Один „чемодан“ угодил в бруствер мортирной батареи Золотой горы.
Около часу пополудни, когда прилив был в половине и эскадра могла бы начать свой выход в море, японцы удалились. Благодаря Богу, серьезных повреждений на судах не было. Потеряли убитыми и ранеными на эскадре около 30 человек.
Могло бы быть много хуже. Суда эскадры и порта, военные и коммерческие транспорты были так тесно скучены в бассейнах, что свободная поверхность воды вряд ли и в два раза превосходила площадь, занятую палубами кораблей, находившихся под расстрелом.
Надо было что-то делать!
И я отправился в штаб Макарова… Не знаю! Сделал бы я тоже самое, если бы Флотом и Эскадрой продолжал командовать В.? „Не рисковать! Не высовываться!“ – и так мне могли бы припомнить подрыв „Енисея“… но всё изменилось. Мог ли я трусить?»
Первым, кого встретил в штабе Макарова Степанов – был мичман Б., известный острослов…
«Что скажете, о сегодняшнем казусе? Каково?»
«Да…
Не скучно ль это? – Сидеть и ждать,
Когда в тебя начнут бросать,
Издалека, тяжелые предметы…»
«Ха-ха, смешно-с… как это Вы про японские чемоданы – тяжёлые предметы… обязательно расскажу в кают-компании…» – и командир «Амура» прошёл в кабинет Макарова…
А мичман, глядя ему след, недоумённо пожал плечами:«Вообще, я это про свою тёщу написал, которая в меня за завтраком тарелку швырнула… то-то я удивился, что про этот казус уже и на Эскадре знают!»

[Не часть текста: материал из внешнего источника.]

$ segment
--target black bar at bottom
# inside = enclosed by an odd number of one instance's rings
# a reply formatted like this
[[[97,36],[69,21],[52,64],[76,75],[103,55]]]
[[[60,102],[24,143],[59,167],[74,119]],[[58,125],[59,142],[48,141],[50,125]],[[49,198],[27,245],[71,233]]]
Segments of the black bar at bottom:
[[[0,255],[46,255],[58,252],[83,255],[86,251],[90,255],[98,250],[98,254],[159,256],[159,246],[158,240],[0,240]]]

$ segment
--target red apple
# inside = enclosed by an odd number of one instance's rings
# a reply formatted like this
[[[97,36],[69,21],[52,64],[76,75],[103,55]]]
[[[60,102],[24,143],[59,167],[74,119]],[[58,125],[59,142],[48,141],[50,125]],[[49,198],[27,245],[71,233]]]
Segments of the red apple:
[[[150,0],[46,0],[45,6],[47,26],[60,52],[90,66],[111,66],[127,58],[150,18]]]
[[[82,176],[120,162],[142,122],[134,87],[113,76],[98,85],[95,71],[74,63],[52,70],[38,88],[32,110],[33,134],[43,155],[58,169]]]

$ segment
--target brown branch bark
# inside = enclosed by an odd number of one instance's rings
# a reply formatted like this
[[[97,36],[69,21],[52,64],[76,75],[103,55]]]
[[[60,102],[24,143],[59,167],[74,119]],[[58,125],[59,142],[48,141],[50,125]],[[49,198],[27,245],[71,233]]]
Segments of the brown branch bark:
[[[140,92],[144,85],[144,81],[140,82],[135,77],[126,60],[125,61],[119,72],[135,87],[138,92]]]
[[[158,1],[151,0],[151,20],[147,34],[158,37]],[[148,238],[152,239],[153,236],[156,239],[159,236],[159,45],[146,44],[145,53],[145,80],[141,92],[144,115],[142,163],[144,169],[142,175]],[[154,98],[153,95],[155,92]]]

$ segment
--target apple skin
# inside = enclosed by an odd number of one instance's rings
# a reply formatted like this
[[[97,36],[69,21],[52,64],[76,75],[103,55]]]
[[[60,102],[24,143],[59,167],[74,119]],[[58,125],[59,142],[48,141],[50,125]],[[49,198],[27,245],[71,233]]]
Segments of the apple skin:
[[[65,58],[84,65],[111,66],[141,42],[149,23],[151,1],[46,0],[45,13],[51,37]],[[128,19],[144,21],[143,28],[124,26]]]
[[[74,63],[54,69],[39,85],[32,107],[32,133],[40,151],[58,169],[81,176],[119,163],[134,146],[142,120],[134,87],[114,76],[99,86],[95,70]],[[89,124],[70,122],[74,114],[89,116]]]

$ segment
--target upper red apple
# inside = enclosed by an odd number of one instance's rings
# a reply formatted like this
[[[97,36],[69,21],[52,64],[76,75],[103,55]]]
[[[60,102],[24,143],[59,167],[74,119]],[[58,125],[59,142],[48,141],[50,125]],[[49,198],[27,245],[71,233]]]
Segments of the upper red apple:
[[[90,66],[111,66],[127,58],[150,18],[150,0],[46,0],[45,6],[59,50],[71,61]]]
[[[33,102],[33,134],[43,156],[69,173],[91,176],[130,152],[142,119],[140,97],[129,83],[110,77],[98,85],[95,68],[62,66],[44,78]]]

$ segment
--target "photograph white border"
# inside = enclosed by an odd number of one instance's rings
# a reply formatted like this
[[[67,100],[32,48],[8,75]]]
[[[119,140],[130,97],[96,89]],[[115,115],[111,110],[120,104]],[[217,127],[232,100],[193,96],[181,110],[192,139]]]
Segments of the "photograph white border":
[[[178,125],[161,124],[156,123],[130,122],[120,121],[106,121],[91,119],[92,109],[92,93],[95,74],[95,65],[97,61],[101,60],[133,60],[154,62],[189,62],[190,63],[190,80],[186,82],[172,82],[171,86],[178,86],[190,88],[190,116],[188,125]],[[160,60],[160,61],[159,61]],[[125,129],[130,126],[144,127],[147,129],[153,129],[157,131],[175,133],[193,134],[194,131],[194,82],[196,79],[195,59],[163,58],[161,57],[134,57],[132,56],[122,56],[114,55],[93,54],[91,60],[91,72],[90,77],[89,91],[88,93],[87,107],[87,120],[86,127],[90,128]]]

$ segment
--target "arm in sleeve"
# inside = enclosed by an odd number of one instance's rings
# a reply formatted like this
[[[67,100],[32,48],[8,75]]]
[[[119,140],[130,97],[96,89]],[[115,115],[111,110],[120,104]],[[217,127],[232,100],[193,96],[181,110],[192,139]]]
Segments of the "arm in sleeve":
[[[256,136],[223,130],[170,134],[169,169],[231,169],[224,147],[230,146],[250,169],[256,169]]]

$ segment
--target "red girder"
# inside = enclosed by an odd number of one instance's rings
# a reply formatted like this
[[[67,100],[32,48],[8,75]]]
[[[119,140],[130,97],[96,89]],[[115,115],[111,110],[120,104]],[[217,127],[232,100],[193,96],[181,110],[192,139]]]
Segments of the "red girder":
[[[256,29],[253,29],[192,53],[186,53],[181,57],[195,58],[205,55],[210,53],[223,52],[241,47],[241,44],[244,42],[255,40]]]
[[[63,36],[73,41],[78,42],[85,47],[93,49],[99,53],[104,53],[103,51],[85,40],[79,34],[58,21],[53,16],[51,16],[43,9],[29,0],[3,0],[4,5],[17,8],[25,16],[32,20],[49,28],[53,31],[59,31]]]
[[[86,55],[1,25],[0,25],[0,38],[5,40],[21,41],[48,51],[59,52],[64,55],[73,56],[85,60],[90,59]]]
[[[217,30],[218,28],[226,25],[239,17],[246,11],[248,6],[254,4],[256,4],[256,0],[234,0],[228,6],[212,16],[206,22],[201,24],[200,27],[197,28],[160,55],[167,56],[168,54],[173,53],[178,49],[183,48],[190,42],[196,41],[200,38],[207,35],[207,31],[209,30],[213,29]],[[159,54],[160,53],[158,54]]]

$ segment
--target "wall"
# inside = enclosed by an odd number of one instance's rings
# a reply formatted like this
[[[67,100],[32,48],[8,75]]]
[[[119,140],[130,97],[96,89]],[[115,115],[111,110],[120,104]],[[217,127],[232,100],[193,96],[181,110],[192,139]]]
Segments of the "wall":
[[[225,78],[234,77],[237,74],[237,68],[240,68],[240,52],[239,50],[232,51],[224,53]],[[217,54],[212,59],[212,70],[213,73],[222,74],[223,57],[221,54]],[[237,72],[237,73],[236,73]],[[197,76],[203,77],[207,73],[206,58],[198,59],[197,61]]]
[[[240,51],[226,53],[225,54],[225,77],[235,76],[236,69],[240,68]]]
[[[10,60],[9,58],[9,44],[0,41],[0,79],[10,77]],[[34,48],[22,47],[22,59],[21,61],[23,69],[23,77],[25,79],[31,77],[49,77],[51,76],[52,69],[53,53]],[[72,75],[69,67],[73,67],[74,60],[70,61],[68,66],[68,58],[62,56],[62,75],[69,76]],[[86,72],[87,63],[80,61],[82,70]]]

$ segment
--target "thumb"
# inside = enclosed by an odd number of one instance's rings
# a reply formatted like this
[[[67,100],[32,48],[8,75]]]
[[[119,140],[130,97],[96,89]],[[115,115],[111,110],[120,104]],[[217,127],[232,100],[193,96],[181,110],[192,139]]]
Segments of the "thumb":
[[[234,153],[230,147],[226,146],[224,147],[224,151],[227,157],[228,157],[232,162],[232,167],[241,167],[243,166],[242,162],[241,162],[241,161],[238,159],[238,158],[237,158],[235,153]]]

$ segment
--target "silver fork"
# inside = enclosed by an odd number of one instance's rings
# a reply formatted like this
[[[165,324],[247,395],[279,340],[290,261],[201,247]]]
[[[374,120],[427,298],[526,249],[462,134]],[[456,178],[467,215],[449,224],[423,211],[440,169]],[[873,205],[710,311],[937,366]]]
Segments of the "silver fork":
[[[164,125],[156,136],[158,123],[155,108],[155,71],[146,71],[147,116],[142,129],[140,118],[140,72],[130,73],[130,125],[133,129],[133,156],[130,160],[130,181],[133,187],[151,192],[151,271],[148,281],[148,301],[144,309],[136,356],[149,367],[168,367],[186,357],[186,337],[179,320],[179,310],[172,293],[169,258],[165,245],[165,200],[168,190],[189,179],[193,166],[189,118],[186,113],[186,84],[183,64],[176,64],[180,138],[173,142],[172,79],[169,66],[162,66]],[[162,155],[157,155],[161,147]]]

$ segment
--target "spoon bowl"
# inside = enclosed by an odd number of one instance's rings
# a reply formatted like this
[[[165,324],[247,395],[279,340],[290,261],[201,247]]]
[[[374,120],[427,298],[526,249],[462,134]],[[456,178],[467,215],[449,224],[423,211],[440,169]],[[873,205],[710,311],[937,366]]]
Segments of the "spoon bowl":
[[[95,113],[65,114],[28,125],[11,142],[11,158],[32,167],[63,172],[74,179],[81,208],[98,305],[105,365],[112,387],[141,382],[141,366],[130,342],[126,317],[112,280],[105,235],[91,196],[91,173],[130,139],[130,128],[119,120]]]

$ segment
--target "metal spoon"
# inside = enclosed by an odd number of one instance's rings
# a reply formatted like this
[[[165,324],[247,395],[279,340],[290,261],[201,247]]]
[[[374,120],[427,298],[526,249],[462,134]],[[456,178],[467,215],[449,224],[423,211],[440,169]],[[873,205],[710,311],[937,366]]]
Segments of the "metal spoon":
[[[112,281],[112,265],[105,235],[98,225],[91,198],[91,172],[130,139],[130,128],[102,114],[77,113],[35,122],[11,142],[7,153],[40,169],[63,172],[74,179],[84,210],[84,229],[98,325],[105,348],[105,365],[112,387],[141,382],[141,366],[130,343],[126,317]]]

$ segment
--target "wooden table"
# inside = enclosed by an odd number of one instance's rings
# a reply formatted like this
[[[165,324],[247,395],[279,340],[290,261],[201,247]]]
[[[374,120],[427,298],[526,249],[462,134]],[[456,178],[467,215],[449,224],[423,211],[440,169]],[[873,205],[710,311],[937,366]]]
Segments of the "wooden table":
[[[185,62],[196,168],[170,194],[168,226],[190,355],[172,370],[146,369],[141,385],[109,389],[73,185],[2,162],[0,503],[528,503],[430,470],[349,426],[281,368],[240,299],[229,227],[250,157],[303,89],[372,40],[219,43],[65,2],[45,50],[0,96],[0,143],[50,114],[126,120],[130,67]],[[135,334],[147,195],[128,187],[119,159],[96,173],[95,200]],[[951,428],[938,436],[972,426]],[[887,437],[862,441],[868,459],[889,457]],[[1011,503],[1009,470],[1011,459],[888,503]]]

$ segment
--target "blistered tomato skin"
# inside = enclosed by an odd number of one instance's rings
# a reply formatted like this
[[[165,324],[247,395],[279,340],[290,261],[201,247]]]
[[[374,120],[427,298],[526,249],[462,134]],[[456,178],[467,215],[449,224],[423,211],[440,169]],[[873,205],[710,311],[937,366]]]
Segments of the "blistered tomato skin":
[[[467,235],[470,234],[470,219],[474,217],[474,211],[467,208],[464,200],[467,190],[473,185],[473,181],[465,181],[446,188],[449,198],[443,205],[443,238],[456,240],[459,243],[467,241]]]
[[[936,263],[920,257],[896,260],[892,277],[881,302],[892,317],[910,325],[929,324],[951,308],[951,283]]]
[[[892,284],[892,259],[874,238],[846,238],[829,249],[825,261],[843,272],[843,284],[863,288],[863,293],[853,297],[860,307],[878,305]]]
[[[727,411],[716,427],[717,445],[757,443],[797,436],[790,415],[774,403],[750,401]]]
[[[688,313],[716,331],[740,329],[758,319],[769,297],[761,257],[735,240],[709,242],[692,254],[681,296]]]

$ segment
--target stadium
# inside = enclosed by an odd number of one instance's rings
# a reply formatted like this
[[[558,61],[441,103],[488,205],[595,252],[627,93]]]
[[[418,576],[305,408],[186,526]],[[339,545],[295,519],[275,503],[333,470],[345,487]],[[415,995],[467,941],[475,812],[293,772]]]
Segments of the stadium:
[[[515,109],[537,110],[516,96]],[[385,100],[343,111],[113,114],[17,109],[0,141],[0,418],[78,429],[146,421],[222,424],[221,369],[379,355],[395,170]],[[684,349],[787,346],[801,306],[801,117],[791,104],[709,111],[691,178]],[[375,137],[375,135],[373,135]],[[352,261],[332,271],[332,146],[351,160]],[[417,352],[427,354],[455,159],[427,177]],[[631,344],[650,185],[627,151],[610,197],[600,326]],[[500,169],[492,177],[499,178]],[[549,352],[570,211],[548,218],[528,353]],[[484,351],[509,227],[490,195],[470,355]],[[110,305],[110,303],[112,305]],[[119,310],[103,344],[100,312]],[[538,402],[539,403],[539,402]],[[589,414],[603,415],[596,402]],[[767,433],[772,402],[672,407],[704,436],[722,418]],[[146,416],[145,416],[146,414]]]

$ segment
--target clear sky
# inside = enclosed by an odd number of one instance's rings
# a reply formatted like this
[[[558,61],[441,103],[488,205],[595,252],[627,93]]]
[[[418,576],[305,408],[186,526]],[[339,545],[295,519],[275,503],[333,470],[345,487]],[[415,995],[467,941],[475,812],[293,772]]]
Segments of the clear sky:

… Степан Осипович внимательно рассматривал принесённую Степановым карту… Никаких сомнений в том, что это – авантюра – у него не было. Более того – авантюра весьма опасная и дорогостоящая. Потому как оборудование минных банок на пути японцев, которые завтра непременно вновь придут для обстрела перекидным огнём города – напоминало описание дворником Ахметшиным Первой Всероссийской Торгово -Промышленной лотереи 1898 года:«Берём ложкам пшена, кидаем в вёдрам вода, палкой мешаем, вилкой ловим…»
Во-первых, было непонятно, где именно выставлять минные банки – проложить точные курсы японцев никто не догадался…
Во-вторых, глубины! Длины минрепов на реальных курсах японцев – просто могло не хватить, а ставить мины под берегом – это всё равно что искать потерянный ключ под фонарём, потому что там светлее…
В-третьих, лишних мин просто не было! Когда-то прибудут обещанные Государем…
Но…«Задробить» проявленную инициативу – Макаров считал преступлением. Потому что офицер – пришёл сам, и этот офицер был готов выйти в море на бой с врагом… сегодня погасишь такой порыв, а завтра? Пойдут ли за тобой офицеры и матросы? Когда ты их поведёшь в последний и решительный бой?